The UI design is not limited to computers and phones. Other examples of User Interface design might be hand tools, heavy machinery operating controls or industrial production process controls.
It is also worth mentioning that part of the User Interface may be Human-Machine Interface (HMI) machines. These machines allow to physically input information and control the software by using hardware such as a keyboard or a mouse. This also allows the machine to give the information back to the user using the output hardware – a computer monitor or speakers. Other UI layers can interact with additional human senses, such as: Tactile UI (touch), Visual UI (sight), Auditory UI (sound) or Olfactory UI (smell).
Designing a good User Interface is a complex process and to better understand what does UI mean, let’s take a closer look into the process of creating one:
How is great User Interface created?
It is impossible to create an ideal User Interface without deep understanding of its future users, their goals and abilities of using software, for which the UI design is being planned. This information is vital and much needed to create the visual side of the system.
1. User research
The team behind the design needs to find out who will be the end customer of their product and in what ways they are going to use it. They need to research and understand the users’ needs and the problems that they might encounter. The UI designers also need to know how advanced are the users’ skills and knowledge when it comes to using the systems.
This stage is extremely important to the whole process because good and comprehensive research maximises the future success of the User Interface.
2. Design and Prototyping
When all the research is done and the information is compiled and ready to be used, the team now can move on to the creative part of the process.
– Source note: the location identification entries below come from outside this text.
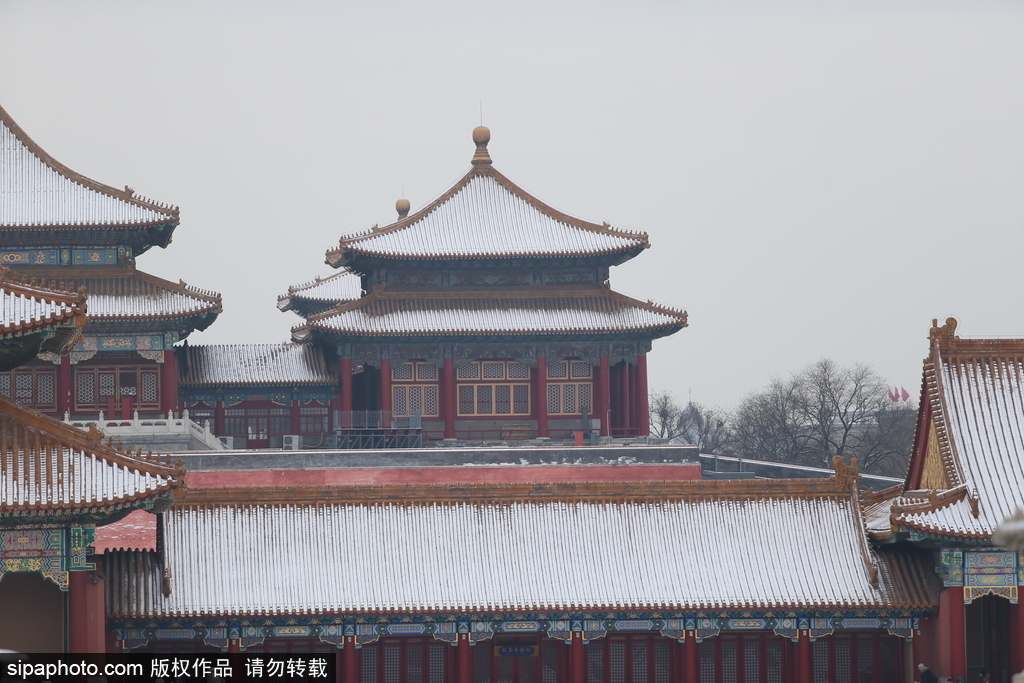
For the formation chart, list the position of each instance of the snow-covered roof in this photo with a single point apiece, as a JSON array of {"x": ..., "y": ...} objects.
[
  {"x": 120, "y": 294},
  {"x": 339, "y": 288},
  {"x": 254, "y": 364},
  {"x": 48, "y": 468},
  {"x": 28, "y": 307},
  {"x": 483, "y": 215},
  {"x": 507, "y": 312},
  {"x": 36, "y": 190},
  {"x": 519, "y": 547},
  {"x": 975, "y": 401}
]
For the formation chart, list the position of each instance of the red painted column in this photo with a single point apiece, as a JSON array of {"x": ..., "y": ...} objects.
[
  {"x": 464, "y": 660},
  {"x": 349, "y": 657},
  {"x": 643, "y": 408},
  {"x": 345, "y": 378},
  {"x": 169, "y": 383},
  {"x": 953, "y": 614},
  {"x": 691, "y": 658},
  {"x": 78, "y": 622},
  {"x": 542, "y": 396},
  {"x": 625, "y": 398},
  {"x": 218, "y": 419},
  {"x": 578, "y": 660},
  {"x": 805, "y": 670},
  {"x": 86, "y": 612},
  {"x": 449, "y": 404},
  {"x": 386, "y": 384},
  {"x": 296, "y": 417},
  {"x": 602, "y": 394},
  {"x": 64, "y": 386},
  {"x": 1016, "y": 619}
]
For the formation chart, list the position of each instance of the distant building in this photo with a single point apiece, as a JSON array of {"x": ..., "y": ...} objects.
[
  {"x": 58, "y": 225},
  {"x": 488, "y": 313}
]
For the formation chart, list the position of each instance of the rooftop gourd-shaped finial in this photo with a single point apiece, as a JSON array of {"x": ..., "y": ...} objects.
[{"x": 481, "y": 135}]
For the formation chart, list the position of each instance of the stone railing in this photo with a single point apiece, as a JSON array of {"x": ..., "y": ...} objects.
[{"x": 126, "y": 429}]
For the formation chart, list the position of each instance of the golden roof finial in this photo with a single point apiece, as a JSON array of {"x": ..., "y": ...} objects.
[{"x": 481, "y": 135}]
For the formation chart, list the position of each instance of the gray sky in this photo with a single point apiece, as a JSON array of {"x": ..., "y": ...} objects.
[{"x": 818, "y": 178}]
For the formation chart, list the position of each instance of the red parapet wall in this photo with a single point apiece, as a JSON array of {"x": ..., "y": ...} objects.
[{"x": 455, "y": 475}]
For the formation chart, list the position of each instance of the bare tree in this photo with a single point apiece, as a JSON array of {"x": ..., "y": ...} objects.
[
  {"x": 768, "y": 424},
  {"x": 708, "y": 428},
  {"x": 665, "y": 416},
  {"x": 827, "y": 410}
]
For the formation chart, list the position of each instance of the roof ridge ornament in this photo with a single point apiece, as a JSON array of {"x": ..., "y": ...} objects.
[
  {"x": 945, "y": 335},
  {"x": 402, "y": 207},
  {"x": 481, "y": 135}
]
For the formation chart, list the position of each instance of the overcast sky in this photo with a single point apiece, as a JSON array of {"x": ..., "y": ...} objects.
[{"x": 818, "y": 178}]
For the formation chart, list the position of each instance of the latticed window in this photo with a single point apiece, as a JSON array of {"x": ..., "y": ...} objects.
[
  {"x": 871, "y": 656},
  {"x": 503, "y": 660},
  {"x": 281, "y": 421},
  {"x": 755, "y": 657},
  {"x": 629, "y": 658},
  {"x": 150, "y": 390},
  {"x": 414, "y": 398},
  {"x": 408, "y": 372},
  {"x": 580, "y": 370},
  {"x": 85, "y": 390},
  {"x": 569, "y": 398},
  {"x": 31, "y": 386},
  {"x": 312, "y": 419},
  {"x": 494, "y": 399},
  {"x": 468, "y": 371},
  {"x": 518, "y": 371},
  {"x": 493, "y": 371},
  {"x": 94, "y": 386},
  {"x": 558, "y": 370},
  {"x": 403, "y": 660}
]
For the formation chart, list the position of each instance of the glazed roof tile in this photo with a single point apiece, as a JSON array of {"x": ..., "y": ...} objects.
[
  {"x": 342, "y": 287},
  {"x": 36, "y": 190},
  {"x": 48, "y": 468},
  {"x": 483, "y": 215},
  {"x": 118, "y": 293},
  {"x": 508, "y": 312},
  {"x": 27, "y": 307},
  {"x": 407, "y": 549},
  {"x": 254, "y": 364},
  {"x": 976, "y": 393}
]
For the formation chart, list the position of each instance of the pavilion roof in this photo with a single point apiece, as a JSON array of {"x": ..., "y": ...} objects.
[
  {"x": 38, "y": 191},
  {"x": 28, "y": 307},
  {"x": 485, "y": 215},
  {"x": 471, "y": 548},
  {"x": 122, "y": 293},
  {"x": 342, "y": 287},
  {"x": 967, "y": 473},
  {"x": 219, "y": 365},
  {"x": 49, "y": 470},
  {"x": 585, "y": 310}
]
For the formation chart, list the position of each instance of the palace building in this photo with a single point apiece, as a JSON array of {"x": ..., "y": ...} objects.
[
  {"x": 966, "y": 476},
  {"x": 486, "y": 312},
  {"x": 56, "y": 224},
  {"x": 57, "y": 483}
]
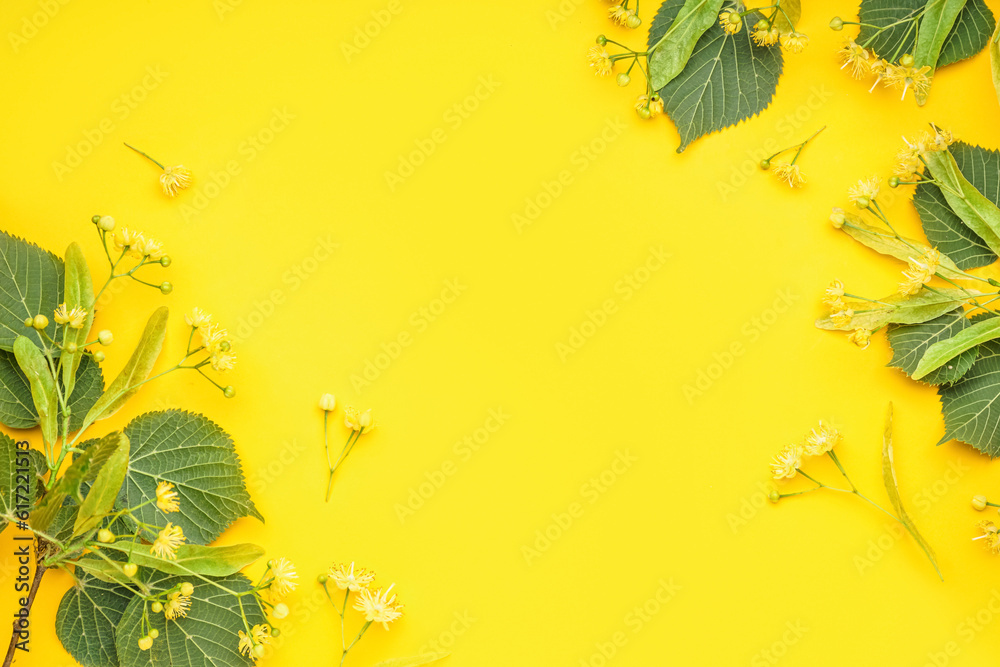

First they create sketches and wireframes, which define the overall view of the design. They can be easily changed or revised, which is often the case at this stage.
Based on the final sketches, the team starts to create a prototype of the final design. While the prototype hasn’t got the full functionality of the end product, it usually gives the researchers / customers / users the ability to check the functionality of the design by clicking on certain elements and therefore simulate how the end product will work. It is still relatively easy to make some changes at this stage.
The prototyping stage is not obligatory in the process of creation of UI, however it is invaluable in case of the more complex applications. The final step in this stage is creating mockups. These provide the first view of all graphic elements that will be used in the end product.
The evaluation process actually takes place throughout the whole UI design, from the very beginning of creating first sketches to the very end when the customer is shown the final design. The project is constantly reviewed and adapted to provide better experience for the users and also to fulfill goals of the future owners of the product.
The most important evaluation takes place when the final design is in place to make sure that all of the ideas and instructions have been properly fulfilled and that the whole design hasn’t got any errors or mistakes, which will be much harder to remove after the development process has started.
What is the difference between UX and UI?
The process of creating the perfect UI is extremely important as this is the only part of the system that customers can actually lay their eye on, however without a good and comprehensive User Experience (UX) Design even the best UI can fail. While UI designers concentrate on how the end product looks, the UX designers need to comprehend how the product feels to users. They have to make sure that there is a logical flow between different parts of the design.
As you can see, even though the differences between UX and UI are quite significant, the two are also very similar when it comes to output. Therefore, it is common for the companies to combine roles of UI/UX designers as both processes should run simultaneously and fulfill each other requirements.
User Experience designers make the product useful for the users, while User Interface creators make it visually good looking and easy on the eye. Good UX layout can help users to easily and efficiently achieve their goals, when a beautiful UI can attach them emotionally to the product. If you want to know how UI designers create such works of art you can read our post on the topic.
Both UI and UX are extremely important in successful design, however these are not the only things to conducer while creating new software. In addition to UI and UX designers, the design team can also consists of an Interaction Designer who is responsible for any animation designs that are used in the project. Besides them, there can also be a Visual Designer who creates the small graphic details which are then added to the design by UI designers.
Front-end developers combine the efforts of all the designers mentioned above and “code everything together” to create a usable end product, which can be shown to the future owner.
This list is by all means non-exhaustive, as there are many people responsible for creating the software of the computer systems and applications that we use every day. Of course, the more complex the system is, the more people have to work to develop its elements.